KR20140140819A - Shroud nozzle and apparatus for continuous casting having the same - Google Patents

Abstract

Disclosed are a shroud nozzle and a continuous casting apparatus including the same. Provided are a shroud nozzle including an upper nozzle having one end coupled to a ladle accommodating molten steel, and having a slide gate, installed to be movable lengthwise and breadthwise, coupled to one side to control the amount of molten steel passing an inner portion; a lower nozzle having one end coupled to the upper nozzle and the other end sunk in a tundish installed at a lower portion of the ladle to supply the molten steel passed through the upper nozzle to the tundish; and a spiral bump formed at an inner wall of the lower nozzle to enable the molten steel passed through a space formed by an inner wall of the upper nozzle and the slide gate to be lowered inside the lower nozzle while being rotated in one direction, and a continuous casting apparatus including the same.

Description

TECHNICAL FIELD [0001] The present invention relates to a shroud nozzle and a continuous casting apparatus including the shroud nozzle,

The present invention relates to a shroud nozzle and a continuous casting apparatus including the same.

The continuous casting system is a facility that produces molten steel produced in a steelmaking furnace and transferred to a ladle on a tundish and then supplied to a mold for a continuous casting machine to produce a slab of a certain size.

The continuous casting apparatus includes a ladle for storing molten steel, a mold for initially cooling molten steel introduced from the tundish and the tundish into a casting having a predetermined shape, and a plurality of casting members connected to the mold for moving the casting Pinch roller.

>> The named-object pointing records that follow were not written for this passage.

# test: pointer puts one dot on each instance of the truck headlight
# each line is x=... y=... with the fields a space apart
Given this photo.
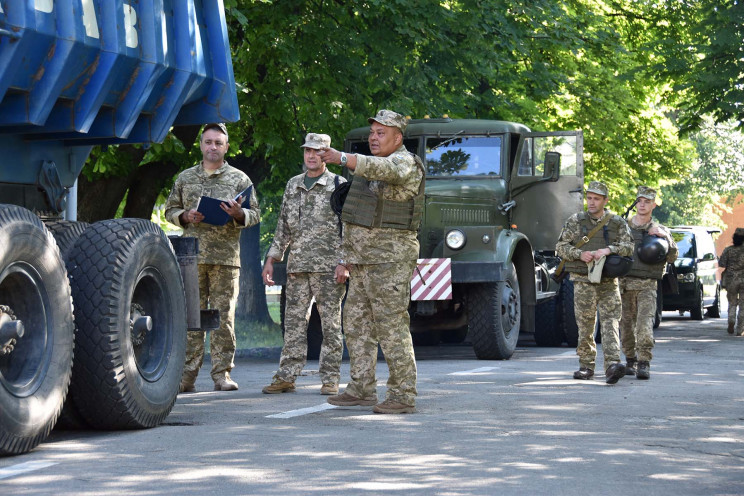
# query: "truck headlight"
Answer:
x=687 y=277
x=455 y=239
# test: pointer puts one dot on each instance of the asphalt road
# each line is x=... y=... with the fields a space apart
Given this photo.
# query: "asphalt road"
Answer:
x=521 y=426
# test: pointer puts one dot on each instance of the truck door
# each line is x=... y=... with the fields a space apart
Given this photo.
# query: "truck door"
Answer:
x=542 y=204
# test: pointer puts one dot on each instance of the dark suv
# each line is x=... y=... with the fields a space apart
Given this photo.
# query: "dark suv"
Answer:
x=695 y=268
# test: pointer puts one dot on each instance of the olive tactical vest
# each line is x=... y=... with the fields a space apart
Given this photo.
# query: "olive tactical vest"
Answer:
x=365 y=208
x=640 y=269
x=599 y=240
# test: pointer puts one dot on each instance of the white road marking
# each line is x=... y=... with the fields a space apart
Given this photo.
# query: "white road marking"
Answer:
x=302 y=411
x=22 y=468
x=474 y=371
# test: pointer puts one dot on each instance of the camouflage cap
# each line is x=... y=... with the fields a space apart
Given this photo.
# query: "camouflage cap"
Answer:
x=317 y=141
x=217 y=126
x=646 y=192
x=597 y=188
x=390 y=119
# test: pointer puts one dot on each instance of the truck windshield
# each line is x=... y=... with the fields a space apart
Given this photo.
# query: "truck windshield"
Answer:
x=463 y=156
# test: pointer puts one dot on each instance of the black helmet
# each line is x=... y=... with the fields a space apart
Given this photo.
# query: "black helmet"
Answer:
x=616 y=266
x=652 y=250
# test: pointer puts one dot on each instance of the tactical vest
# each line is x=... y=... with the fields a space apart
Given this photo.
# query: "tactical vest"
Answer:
x=640 y=269
x=365 y=208
x=598 y=241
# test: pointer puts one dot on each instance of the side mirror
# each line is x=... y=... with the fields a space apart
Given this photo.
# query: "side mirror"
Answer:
x=552 y=167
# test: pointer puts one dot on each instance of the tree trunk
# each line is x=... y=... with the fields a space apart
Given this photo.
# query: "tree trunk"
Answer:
x=252 y=297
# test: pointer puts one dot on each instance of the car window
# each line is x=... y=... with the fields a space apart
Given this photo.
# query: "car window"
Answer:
x=685 y=244
x=706 y=249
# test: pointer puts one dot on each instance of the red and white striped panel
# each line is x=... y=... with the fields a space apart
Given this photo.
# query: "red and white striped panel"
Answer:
x=432 y=279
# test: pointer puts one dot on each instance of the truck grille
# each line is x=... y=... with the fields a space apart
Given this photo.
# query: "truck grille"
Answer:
x=464 y=217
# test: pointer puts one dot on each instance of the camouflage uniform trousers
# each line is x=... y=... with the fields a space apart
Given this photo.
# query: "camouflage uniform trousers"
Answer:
x=301 y=288
x=637 y=322
x=218 y=290
x=588 y=299
x=735 y=297
x=376 y=310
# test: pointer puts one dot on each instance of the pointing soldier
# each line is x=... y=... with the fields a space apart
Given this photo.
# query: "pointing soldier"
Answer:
x=381 y=217
x=219 y=250
x=654 y=248
x=586 y=240
x=308 y=227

A shroud nozzle is used as a passageway for ladle to tundish. In particular, when producing steel products requiring high cleanliness of the molten steel, it is necessary to minimize the reoxidation during the movement of the molten steel from the ladle to the tundish and to minimize the inflow of the tundish slag.

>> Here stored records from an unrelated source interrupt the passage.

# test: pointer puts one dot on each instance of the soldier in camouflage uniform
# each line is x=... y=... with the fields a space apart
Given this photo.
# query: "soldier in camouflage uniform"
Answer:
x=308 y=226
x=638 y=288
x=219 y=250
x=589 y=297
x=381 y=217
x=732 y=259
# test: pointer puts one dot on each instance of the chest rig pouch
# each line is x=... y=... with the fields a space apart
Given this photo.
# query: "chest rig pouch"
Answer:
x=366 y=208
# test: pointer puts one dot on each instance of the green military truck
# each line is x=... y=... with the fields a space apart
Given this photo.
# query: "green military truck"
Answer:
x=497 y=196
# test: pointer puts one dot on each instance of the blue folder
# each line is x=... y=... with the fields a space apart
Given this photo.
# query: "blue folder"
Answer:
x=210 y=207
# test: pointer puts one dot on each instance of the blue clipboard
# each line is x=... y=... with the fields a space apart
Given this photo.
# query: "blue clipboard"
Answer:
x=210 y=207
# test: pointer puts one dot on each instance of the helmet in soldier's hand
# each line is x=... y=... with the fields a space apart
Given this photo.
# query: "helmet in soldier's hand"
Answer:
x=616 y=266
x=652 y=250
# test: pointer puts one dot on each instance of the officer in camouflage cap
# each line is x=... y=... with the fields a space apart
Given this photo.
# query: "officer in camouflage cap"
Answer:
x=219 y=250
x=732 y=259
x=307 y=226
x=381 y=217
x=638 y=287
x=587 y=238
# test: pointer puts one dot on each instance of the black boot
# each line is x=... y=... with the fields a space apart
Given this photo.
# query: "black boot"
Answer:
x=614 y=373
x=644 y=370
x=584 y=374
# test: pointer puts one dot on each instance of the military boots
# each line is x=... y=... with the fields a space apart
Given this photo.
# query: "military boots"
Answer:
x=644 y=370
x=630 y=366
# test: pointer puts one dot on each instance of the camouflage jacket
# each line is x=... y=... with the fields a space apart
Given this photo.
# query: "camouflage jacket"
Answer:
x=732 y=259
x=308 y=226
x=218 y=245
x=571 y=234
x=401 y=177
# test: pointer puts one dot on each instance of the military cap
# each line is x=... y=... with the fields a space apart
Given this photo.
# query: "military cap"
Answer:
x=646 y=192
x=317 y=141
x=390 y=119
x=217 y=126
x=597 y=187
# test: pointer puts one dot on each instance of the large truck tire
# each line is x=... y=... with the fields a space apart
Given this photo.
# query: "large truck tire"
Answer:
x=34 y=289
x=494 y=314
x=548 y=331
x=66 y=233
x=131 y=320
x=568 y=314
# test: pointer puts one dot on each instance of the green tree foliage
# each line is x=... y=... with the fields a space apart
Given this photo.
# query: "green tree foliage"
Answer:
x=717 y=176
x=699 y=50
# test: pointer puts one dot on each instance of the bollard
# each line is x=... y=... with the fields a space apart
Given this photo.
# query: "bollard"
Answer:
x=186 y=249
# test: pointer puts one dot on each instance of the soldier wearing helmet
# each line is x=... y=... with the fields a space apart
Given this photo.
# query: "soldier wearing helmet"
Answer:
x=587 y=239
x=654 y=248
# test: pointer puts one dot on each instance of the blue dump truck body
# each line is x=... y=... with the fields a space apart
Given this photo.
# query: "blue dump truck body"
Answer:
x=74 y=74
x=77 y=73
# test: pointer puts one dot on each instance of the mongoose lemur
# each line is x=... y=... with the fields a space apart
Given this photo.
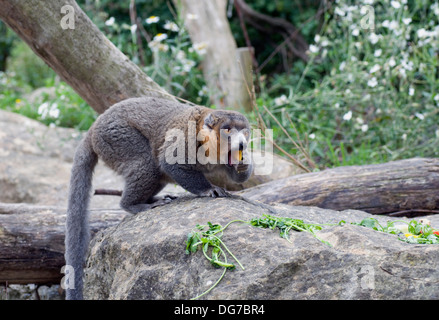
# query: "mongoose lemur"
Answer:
x=132 y=138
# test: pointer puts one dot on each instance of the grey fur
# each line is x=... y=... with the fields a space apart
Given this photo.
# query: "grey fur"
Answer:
x=130 y=138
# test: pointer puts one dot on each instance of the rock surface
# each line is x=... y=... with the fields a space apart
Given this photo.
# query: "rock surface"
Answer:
x=144 y=257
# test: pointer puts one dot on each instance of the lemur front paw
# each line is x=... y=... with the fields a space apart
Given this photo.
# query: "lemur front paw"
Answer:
x=216 y=192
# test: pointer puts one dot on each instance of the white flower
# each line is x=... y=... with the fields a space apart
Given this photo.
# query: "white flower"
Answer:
x=406 y=21
x=393 y=25
x=435 y=8
x=372 y=82
x=395 y=4
x=313 y=48
x=160 y=37
x=43 y=109
x=347 y=116
x=152 y=19
x=374 y=38
x=188 y=64
x=172 y=26
x=392 y=62
x=181 y=55
x=280 y=100
x=46 y=109
x=339 y=12
x=375 y=68
x=422 y=33
x=110 y=21
x=191 y=16
x=342 y=66
x=200 y=48
x=203 y=92
x=133 y=28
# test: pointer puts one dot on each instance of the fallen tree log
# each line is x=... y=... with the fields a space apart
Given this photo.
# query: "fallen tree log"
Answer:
x=81 y=55
x=32 y=237
x=32 y=241
x=389 y=188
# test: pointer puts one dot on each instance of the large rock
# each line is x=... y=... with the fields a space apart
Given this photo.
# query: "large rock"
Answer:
x=144 y=257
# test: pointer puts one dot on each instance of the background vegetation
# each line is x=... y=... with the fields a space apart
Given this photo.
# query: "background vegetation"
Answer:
x=364 y=96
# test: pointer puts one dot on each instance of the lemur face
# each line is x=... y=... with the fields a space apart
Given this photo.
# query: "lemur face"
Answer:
x=228 y=138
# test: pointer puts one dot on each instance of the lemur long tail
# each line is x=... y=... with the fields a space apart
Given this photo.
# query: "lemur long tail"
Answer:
x=77 y=228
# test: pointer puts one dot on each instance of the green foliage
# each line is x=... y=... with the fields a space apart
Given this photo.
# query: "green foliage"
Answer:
x=366 y=96
x=417 y=232
x=209 y=236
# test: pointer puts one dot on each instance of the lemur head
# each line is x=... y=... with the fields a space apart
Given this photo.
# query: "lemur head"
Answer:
x=226 y=137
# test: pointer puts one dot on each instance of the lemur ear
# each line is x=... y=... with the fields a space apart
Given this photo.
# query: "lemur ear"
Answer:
x=210 y=120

The background art of the present invention is disclosed in Korean Patent Laid-Open Publication No. 10-2012-0044430 (2012.05.08, shroud nozzle for continuous casting).

Embodiments of the present invention provide shroud nozzles with spiral unevenness and a continuous casting apparatus including the same.

According to an aspect of the invention, there is provided a ladle comprising: a ladle for containing molten steel; A shroud nozzle having one end coupled to the ladle and the other end immersed in the tundish to supply the molten steel stored in the ladle to a tundish provided below the ladle; A slide gate through which the shroud nozzle passes to allow adjustment of the amount of molten steel passing through the shroud nozzle; And a spiral irregularity formed on an inner wall of the shroud nozzle so that the molten steel that has passed through a space formed by the inner side wall of the shroud nozzle and the slide gate descends while rotating in one direction.

The shroud nozzle having an upper nozzle coupled to the ladle and coupled with the slide gate; And a lower nozzle coupled to the lower portion of the upper nozzle.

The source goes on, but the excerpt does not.